220x270_v_01La delicatezza elettrica della Bigsby sulle note di “As You Can See” ci accarezza come un refolo di brezza serale disegnando sulle nostre braccia scoperte una pelle d’oca quanto mai opportuna. Pur nella loro veste frugale e zampettante, anche le altre canzoni ritrovano a grandi linee la loro ortodossia, il loro carattere, quella malia che una “The Nothing” porta marchiata a fuoco. Tuttavia non manca una sorpresa di quelle davvero memorabili. Hinson si lamenta dei tormenti patiti da un brano come “Patience”, indiscussa acme dell’album, odiato per il fatto di essere stato richiesto con puntualità assassina ogni stramaledetta serata, in un passato e un presente già di tutto rispetto, a scapito magari di altri titoli molto più amati da lui come la meravigliosa “The Day Texas Sank To The Bottom Of The Sea”. Potrebbe sembrare lo sfogo di un padre un po’ esaurito da quella figlia così osannata e ingestibile, un’invettiva scherzosa e niente più (sulla falsariga di quella recentemente offerta al pubblico romano della Chiesa Evangelica, ritenuta luogo poco idoneo a ospitare il pezzo), ma che il Nostro faccia sul serio appare chiaro quando, al suo posto nella collana, quella perla non compare affatto, avvicendata dalla successiva “You Lost Sight On Me”. Una scelta, questa dell’omissione, che abbiamo immaginato mille volte da parte di quell’artista o quella band ossessionati dal proprio ingombrante brano feticcio; ma il texano è il primo ad avere il coraggio e la sfrontatezza di portarla davvero fino in fondo, con un effetto che è tanto più clamoroso se si considera che lo sfregio si manifesta nel cuore di una rilettura, da premesse e convenzione, intesa da tutti come integrale. Tanto di cappello a lui che, si fa perdonare con gli interessi proprio con una intensissima versione del titolo che chiudeva, nel segno di un’inarrivabile poesia, l’album qui omaggiato.

220x270_vi_01Gratificato dalla piena di applausi, l’occhialuto statunitense limita al minimo indispensabile l’intervallo piazzato prima dei bis e fa presto ritorno in scena per qualche appendice che immaginiamo gustosa.

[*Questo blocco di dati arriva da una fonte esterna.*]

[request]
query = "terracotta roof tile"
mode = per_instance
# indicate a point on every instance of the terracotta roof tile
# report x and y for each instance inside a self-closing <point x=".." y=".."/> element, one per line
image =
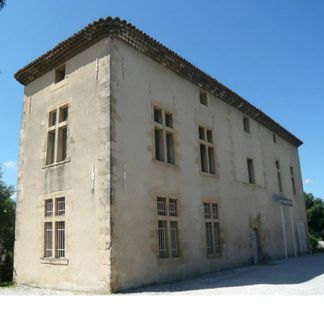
<point x="134" y="37"/>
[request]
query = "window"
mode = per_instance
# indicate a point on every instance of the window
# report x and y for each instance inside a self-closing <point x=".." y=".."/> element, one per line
<point x="274" y="138"/>
<point x="168" y="227"/>
<point x="246" y="124"/>
<point x="203" y="99"/>
<point x="54" y="239"/>
<point x="212" y="229"/>
<point x="207" y="157"/>
<point x="60" y="74"/>
<point x="279" y="176"/>
<point x="293" y="183"/>
<point x="164" y="136"/>
<point x="251" y="171"/>
<point x="57" y="135"/>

Non ci va male affatto: anche se la scaletta non asseconda le nostre preferenze, viene premiata la vena obliqua e imprevedibile del cantante, a partire da una “God Is Good” suonata (per sua stessa ammissione) “più in tono con quella che avrebbe dovuto essere la sua natura”, più alla maniera di “The Baby & The Satellite” che non del recente “Micah P. Hinson & The Nothing”. Se si apprezza in particolare un altro episodio dell’ultima fatica, una “How Are You Just A Dream?” che si aggiudica in agilità l’etichetta di “incendiaria”, la vera sorpresa è strategicamente posizionata in coda alla scaletta, e svela il retroterra più intimo e tutto sommato inevitabile dell’artista, al netto di tutte le implicazioni (violent)country, folk e blues nel suo bagaglio – per così dire – classicista. Si tratta di un brano, “Something In The Way”, che riconosciamo in mezzo secondo e non fatichiamo a identificare come “nostro”, ben più di tante altre cover che il texano ha proposto negli anni anche in lavori ad hoc come “All Dressed Up And Smelling Of Strangers”. Lo dice l’anagrafe, anno più, anno meno: i Nirvana sono un po’ le nostre origini proprio come le sue; di quando era ancora solo un ragazzetto con vezzi da ribelle, ignaro dell’inferno che gli si stava per parare innanzi. Magari squinternato ma sempre genuino, il futuro papà Micah Paul Hinson è sopravvissuto ai suoi fantasmi e li ha imprigionati con profitto nelle sue canzoni, specie in quelle indimenticabili di “The Gospel Of Progress”, riascoltate con innegabile piacere una domenica sera di tarda primavera tra i tetti di San Salvario.
Canzoni che, pur slabbrate o smozzicate o tormentate più del lecito, sanguinano ancora a dovere. Forse il segreto di questo culto sta tutto lì: nel saper far riecheggiare la vitalità della propria musica come fosse ancora il primo giorno.